If I truly wanted to try, I would have to go from double the appointments than a non-T1D mom that I already went through to having to do quadruple the appointments and ultrasounds. I would likely have to be on bed rest. They would not let me go back 36 weeks to ensure they didn’t risk me going into labor. It would have had to be a scheduled C-section, and the risk to a baby coming four weeks early is so much greater than what my daughter went through coming two weeks early.

When I finally met my now-husband when my daughter was 3 years old, we went back and forth on the issue and finally decided it was too great a risk. He didn’t want to take the chance of losing me, losing a child, or losing both of us. He just couldn’t do it. I couldn’t do it. I was in my 30s, and the doctors wouldn’t even consider advising me to attempt another pregnancy at that point.

This past Infertility & Infant Loss Awareness Week, I was reading a lot of the resources other Sister Sites were sharing and Instagram posts of what not to say to women dealing with infertility or a pregnancy loss/loss of an infant.

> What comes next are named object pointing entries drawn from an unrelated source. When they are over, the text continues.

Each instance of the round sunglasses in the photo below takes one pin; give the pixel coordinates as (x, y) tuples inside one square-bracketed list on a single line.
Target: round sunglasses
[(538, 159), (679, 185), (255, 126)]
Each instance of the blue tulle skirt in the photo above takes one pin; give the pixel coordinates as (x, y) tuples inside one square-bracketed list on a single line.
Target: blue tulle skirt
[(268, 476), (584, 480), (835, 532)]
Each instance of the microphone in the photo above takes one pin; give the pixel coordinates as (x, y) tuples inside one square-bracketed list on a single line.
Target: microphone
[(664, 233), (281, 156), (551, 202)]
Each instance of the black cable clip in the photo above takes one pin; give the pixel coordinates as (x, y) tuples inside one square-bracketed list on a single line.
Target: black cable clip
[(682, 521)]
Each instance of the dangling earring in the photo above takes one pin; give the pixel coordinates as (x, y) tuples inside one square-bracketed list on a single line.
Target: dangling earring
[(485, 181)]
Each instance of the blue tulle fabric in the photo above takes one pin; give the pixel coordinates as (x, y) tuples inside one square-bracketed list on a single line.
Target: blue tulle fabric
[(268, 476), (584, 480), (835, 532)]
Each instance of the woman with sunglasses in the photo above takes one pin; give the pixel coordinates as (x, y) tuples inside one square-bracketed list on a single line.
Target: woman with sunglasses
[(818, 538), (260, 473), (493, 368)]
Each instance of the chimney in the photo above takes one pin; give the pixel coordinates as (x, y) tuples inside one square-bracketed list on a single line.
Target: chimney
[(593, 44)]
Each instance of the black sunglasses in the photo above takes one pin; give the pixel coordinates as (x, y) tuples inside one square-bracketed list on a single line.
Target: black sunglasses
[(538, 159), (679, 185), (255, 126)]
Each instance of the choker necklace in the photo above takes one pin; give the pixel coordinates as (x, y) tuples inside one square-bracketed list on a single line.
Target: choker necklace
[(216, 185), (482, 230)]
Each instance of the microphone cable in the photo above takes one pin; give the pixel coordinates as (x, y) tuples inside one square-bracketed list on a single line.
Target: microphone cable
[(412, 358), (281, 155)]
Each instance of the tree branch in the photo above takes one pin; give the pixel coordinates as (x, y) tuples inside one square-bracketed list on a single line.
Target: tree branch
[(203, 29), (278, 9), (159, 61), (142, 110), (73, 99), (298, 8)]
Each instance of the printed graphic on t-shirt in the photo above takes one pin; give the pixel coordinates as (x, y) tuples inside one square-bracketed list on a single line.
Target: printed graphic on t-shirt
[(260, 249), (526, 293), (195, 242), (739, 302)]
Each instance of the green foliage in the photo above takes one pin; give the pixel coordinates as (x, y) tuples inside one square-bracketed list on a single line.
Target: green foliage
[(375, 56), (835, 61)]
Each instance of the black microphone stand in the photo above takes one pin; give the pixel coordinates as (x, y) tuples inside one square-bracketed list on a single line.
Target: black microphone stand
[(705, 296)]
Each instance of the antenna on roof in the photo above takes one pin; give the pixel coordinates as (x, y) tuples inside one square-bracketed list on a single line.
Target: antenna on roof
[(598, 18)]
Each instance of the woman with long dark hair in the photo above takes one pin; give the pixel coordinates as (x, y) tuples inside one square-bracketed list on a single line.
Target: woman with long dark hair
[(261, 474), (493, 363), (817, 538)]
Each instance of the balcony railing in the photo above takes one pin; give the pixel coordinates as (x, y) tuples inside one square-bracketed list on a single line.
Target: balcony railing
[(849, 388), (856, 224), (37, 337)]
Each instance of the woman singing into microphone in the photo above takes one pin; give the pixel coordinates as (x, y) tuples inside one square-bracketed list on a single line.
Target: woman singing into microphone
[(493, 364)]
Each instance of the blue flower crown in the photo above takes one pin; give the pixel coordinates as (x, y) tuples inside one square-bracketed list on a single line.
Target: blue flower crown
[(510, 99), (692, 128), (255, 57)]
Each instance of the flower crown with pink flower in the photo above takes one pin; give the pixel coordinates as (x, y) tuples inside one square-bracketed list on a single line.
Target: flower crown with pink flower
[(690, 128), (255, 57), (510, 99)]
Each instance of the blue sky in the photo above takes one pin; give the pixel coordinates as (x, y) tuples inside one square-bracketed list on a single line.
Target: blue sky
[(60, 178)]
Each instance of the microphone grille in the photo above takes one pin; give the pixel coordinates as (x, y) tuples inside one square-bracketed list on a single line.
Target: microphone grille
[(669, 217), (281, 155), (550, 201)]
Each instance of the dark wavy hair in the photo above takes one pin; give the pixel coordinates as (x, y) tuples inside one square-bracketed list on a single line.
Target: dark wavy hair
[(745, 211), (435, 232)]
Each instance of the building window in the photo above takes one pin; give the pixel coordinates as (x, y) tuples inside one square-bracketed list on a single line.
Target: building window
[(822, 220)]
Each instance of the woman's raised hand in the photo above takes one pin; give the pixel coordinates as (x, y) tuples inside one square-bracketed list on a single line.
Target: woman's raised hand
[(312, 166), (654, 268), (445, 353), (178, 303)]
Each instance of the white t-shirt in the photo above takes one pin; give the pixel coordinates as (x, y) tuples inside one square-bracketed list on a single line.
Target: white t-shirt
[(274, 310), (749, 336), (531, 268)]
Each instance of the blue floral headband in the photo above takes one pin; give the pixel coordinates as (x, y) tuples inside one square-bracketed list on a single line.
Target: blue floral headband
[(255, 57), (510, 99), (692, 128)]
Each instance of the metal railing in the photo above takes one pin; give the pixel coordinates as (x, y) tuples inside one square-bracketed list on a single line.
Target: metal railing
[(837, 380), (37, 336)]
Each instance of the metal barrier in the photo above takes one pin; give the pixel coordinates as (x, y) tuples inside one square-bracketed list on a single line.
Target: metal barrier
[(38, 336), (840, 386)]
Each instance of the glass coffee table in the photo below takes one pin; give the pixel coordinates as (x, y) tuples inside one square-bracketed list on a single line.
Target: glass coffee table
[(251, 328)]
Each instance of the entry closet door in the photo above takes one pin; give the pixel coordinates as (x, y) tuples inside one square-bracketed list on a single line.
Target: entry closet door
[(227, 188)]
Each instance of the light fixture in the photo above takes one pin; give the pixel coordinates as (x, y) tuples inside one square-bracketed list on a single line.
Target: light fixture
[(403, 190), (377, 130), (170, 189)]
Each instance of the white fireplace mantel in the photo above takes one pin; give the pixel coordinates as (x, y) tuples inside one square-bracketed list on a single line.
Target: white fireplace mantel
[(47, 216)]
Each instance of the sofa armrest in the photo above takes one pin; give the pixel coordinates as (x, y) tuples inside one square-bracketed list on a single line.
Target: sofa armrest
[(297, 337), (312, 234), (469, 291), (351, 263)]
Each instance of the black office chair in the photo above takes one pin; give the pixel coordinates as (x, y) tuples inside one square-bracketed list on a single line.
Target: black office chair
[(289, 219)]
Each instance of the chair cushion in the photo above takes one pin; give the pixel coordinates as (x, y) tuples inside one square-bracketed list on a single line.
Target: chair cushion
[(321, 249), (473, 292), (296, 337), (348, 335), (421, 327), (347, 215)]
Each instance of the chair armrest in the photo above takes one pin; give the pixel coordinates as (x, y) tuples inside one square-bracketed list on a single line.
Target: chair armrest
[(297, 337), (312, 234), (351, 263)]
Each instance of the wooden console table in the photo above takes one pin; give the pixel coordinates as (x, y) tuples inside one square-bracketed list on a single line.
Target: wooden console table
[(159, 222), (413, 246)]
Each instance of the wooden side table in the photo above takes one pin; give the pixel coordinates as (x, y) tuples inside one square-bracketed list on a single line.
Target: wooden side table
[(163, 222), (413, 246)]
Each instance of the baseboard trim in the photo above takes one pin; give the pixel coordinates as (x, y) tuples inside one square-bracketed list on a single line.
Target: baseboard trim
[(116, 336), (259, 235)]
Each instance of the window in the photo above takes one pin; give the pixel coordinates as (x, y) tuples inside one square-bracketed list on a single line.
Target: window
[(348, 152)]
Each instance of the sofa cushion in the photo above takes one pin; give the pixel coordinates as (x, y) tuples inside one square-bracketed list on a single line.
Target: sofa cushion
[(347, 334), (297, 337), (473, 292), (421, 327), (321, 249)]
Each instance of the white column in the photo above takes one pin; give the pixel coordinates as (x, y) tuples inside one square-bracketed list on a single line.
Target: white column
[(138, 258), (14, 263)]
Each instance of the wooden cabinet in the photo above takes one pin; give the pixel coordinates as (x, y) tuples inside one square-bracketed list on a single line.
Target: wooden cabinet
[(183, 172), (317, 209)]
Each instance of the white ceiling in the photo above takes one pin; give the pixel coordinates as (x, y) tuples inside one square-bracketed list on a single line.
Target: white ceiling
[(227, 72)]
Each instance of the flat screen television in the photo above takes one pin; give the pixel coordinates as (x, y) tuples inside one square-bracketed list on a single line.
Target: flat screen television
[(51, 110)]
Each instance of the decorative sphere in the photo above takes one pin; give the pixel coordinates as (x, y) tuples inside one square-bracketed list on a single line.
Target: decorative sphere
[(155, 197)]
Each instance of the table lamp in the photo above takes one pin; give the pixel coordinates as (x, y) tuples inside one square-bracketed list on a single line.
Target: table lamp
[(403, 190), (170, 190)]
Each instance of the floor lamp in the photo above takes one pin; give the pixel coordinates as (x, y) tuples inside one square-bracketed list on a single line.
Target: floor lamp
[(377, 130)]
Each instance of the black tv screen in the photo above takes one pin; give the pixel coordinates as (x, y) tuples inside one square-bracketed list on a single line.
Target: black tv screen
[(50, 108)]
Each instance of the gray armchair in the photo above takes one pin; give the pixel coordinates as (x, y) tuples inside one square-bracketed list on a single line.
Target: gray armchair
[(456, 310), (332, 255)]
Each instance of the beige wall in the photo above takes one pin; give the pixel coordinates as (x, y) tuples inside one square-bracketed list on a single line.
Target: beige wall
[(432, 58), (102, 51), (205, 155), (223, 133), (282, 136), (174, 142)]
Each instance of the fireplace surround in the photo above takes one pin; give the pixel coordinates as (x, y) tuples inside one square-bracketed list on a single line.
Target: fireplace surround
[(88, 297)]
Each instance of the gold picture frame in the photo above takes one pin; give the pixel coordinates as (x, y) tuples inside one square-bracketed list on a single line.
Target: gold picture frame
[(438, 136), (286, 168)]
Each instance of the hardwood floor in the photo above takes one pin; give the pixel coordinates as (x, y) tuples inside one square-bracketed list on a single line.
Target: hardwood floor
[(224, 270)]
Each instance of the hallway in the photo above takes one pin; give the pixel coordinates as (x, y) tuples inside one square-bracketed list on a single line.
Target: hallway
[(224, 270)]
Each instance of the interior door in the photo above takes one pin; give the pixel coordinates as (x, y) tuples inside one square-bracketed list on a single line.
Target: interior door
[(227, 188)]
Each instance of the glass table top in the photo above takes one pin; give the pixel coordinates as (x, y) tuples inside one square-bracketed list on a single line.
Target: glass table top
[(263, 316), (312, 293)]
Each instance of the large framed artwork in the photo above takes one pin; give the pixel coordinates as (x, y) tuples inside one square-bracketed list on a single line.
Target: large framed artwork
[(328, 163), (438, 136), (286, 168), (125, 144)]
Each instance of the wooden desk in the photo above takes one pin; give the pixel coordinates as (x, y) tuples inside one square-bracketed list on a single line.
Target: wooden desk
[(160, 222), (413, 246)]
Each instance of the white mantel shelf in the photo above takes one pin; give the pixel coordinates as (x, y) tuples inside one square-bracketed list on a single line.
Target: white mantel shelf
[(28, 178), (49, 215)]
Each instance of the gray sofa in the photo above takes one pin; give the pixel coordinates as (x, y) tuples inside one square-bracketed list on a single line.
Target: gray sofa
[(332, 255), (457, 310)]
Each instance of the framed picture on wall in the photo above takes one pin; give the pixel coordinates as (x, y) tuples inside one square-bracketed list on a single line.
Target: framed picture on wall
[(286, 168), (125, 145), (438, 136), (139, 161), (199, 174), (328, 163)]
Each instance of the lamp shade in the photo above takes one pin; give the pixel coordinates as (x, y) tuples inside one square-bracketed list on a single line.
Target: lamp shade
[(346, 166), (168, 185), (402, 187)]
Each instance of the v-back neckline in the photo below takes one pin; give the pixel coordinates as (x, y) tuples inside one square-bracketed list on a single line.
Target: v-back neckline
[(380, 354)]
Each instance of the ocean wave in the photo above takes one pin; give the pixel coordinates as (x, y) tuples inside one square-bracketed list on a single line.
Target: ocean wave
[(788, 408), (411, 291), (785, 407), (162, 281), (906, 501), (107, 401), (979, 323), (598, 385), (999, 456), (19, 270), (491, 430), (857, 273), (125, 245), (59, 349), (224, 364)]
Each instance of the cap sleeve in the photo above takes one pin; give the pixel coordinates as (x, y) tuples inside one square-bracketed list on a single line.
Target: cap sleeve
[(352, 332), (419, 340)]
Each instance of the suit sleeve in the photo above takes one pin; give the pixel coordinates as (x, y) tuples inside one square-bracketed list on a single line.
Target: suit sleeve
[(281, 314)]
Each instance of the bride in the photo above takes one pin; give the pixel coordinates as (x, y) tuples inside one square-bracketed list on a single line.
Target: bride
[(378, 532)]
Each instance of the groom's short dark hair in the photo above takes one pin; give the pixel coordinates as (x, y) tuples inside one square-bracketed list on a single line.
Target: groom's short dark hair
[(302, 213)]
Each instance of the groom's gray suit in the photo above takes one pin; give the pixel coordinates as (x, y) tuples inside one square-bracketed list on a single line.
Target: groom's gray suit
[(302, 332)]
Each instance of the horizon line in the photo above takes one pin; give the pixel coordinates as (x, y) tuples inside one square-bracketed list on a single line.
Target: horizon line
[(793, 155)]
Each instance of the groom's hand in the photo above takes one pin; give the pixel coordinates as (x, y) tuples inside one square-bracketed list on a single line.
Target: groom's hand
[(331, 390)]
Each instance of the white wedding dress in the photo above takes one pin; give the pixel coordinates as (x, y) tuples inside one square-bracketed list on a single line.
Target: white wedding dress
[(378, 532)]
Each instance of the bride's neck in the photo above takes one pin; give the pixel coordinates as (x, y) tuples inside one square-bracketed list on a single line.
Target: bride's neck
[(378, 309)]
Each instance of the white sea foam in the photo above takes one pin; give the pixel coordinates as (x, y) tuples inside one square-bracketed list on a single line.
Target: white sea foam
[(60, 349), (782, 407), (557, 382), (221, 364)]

One of those that jumped out at me was to NOT tell a woman, “You can always just adopt.”

Every time I’ve been asked over the years, “Oh, you only have just the one child?”, “Why didn’t you have more?”, etc., I’ve briefly recapped my story and then inevitably get the response, “You can always just adopt.” No sh*t, Sherlock. I never thought of that! I politely tell the inquiring minds that we did try adopting, went through the whole vetting process, got our fingerprints done, had the baby for a little bit, fell in love with her, and then the courts changed their minds at the last minute and gave the baby back to the parents that had been deemed unfit to have her in the first place. It was heartbreaking. It was devastating. I still have never quite recovered, and it’s been years since then.

It’s not fair that I couldn’t have more when I finally found a man that put all my fears to rest that had prevented me from wanting a family all that time before him. It’s not fair that we didn’t get to keep that other baby girl, love her, and raise her as our own. It’s not fair that I’ve had friends miscarry, have a stillborn, infant, or never be able to conceive in the first place. None of it is fair. I’m not alone, like I always thought I was. It’s okay for me to be mad when someone has the audacity and ignorance to tell me I could’ve just adopted.

Please be mindful of the things you say – even if they are with the best intent or you think you’re being helpful. It’s hurtful. Just tell us you’re sorry, that you can’t imagine what it’s like, and leave it there. We don’t need your “helpful” advice. It’s hard enough to stay strong and stoic for all those that depend on us; we don’t need the added stress of unsolicited opinions. To all my fellow mamas that have struggled in any capacity with having children – or more children – you’re not alone either. It’s okay to be mad. It’s okay to say life isn’t fair. Feel however you have to feel; don’t be ashamed of it. Holding it in for years and years is not good for your mental health. I just hope you can recognize that much earlier than it took me to. To all the moms out there, you have a place here with us at LMC. It is a judgement-free zone for all mom kind.